# MPI Benchmarks

The purpose of this section is to present the distributed computing capability of ADCME via MPI. With the MPI operators, ADCME is well suited to parallel implementations on clusters with very large numbers of cores. We benchmark individual operators as well as the gradient calculation as a whole. Particularly, we use two metrics for measuring the scaling of the implementation:

**weak scaling**, i.e., how the solution time varies with the number of processors for a fixed problem size per processor.**strong scaling**, i.e., the speedup for a fixed problem size with respect to the number of processors, and is governed by Amdahl's law.

For most operators, ADCME is just a wrapper of existing third-party parallel computing software (e.g., Hypre). However, for gradient back-propagation, some functions may be missing and are implemented at our own discretion. For example, in Hypre, distributed sparse matrices split into multiple stripes, where each MPI rank owns a stripe with continuous row indices. In gradient back-propagation, the transpose of the original matrix is usually needed and such functionalities are missing in Hypre as of September 2020.

The MPI programs are verified with serial programs. Note that ADCME uses hybrid parallel computing models, i.e., a mixture of multithreading programs and MPI communication; therefore, one MPI processor may be allocated multiple cores.

## Transposition

Matrix transposition is an operator that are common in gradient back-propagation. For example, assume the forward computation is ($x$ is the input, $y$ is the output, and $A$ is a matrix)

\[y(\theta) = Ax(\theta) \tag{1}\]

Given a loss function $L(y)$, we have

\[\frac{\partial L(y(x))}{\partial x} = \frac{\partial L(y)}{\partial y}\frac{\partial y(x)}{\partial x} = \frac{\partial L(y)}{\partial y} A\]

Note that $\frac{\partial L(y)}{\partial y}$ is a row vector, and therefore,

\[\left(\frac{\partial L(y(x))}{\partial x}\right)^T = A^T \left(\frac{\partial L(y)}{\partial y} \right)^T\]

requires a matrix vector multiplication, where the matrix is $A^T$.

Given that Equation 1 is ubiquitous in numerical PDE schemes, a distributed implementation of parallel transposition is very important.

ADCME uses the same distributed sparse matrix representation as Hypre.

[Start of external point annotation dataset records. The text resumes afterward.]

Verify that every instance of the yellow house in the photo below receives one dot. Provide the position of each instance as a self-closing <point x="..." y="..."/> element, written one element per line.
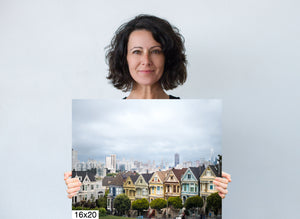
<point x="172" y="183"/>
<point x="142" y="186"/>
<point x="129" y="187"/>
<point x="156" y="185"/>
<point x="206" y="181"/>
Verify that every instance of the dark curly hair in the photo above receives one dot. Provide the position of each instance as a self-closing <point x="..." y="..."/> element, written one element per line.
<point x="163" y="32"/>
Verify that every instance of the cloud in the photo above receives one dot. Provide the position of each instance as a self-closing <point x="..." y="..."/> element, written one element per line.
<point x="146" y="130"/>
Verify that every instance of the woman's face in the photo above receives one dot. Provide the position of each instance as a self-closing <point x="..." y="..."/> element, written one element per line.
<point x="145" y="58"/>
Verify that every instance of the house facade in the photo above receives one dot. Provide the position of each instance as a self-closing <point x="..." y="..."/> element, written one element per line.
<point x="172" y="183"/>
<point x="129" y="186"/>
<point x="206" y="181"/>
<point x="156" y="185"/>
<point x="190" y="184"/>
<point x="142" y="186"/>
<point x="115" y="189"/>
<point x="91" y="189"/>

In Hypre, each MPI processor own a set of rows of the whole sparse matrix. The rows have continuous indices. To transpose the sparse matrix in a parallel environment, we first split the matrices in each MPI processor into blocks and then use `MPI_Isend`

/`MPI_Irecv`

to exchange data. Finally, we transpose the matrices in place for each block. Using this method, we obtained a CSR representation of the transposed matrix.

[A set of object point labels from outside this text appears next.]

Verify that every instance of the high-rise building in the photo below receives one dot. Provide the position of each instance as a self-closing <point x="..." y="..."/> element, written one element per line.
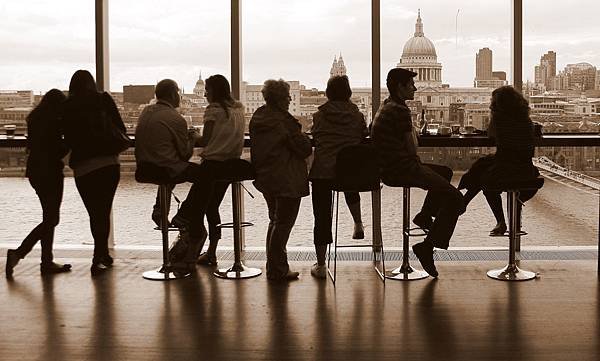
<point x="483" y="64"/>
<point x="138" y="94"/>
<point x="16" y="98"/>
<point x="419" y="56"/>
<point x="337" y="68"/>
<point x="546" y="70"/>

The following results shows the scalability of the transposition operator of `mpi_SparseTensor`

. In the plots, we show the strong scaling for a fixed matrix size of $25\text{M} \times 25\text{M}$ as well as the weak scaling, where each MPI processor owns $300^2=90000$ rows.

Strong Scaling | Weak Scaling |
---|---|

## Poisson's Equation

This example presents the overhead of ADCME MPI operators when the main computation is carried out through a third-party library (Hypre). We solve the Poisson's equation

\[\nabla \cdot (\kappa(x, y) \nabla u(x,y)) = f(x, y), (x,y) \in \Omega \quad u(x,y) = 0, (x,y) \in \partial \Omega\]

Here $\kappa(x, y)$ is approximated by a neural network $\kappa_\theta(x,y) = \mathcal{NN}_\theta(x,y)$, and the weights and biases $\theta$ are broadcasted from the root processor. We express the numerical scheme as a computational graph is:

The domain decomposition is as follows:

The domain $[0,1]^2$ is divided into $N\times N$ blocks, and each block contains $n\times n$ degrees of freedom. The domain is padded with boundary nodes, which are eliminated from the discretized equation. The grid size is

\[h = \frac{1}{Nn+1}\]

We use a finite difference method for discretizing the Poisson's equation, which has the following form

\[\begin{aligned}(\kappa_{i+1, j}+\kappa_{ij})u_{i+1,j} + (\kappa_{i-1, j}+\kappa_{ij})u_{i-1,j} &\\ + (\kappa_{i,j+1}+\kappa_{ij})u_{i,j+1} + (\kappa_{i, j-1}+\kappa_{ij})u_{i,j-1} &\\ -(\kappa_{i+1, j}+\kappa_{i-1, j}+\kappa_{i,j+1}+\kappa_{i, j-1}+4\kappa_{ij})u_{ij} &\\ = 2h^2f_{ij} \end{aligned}\]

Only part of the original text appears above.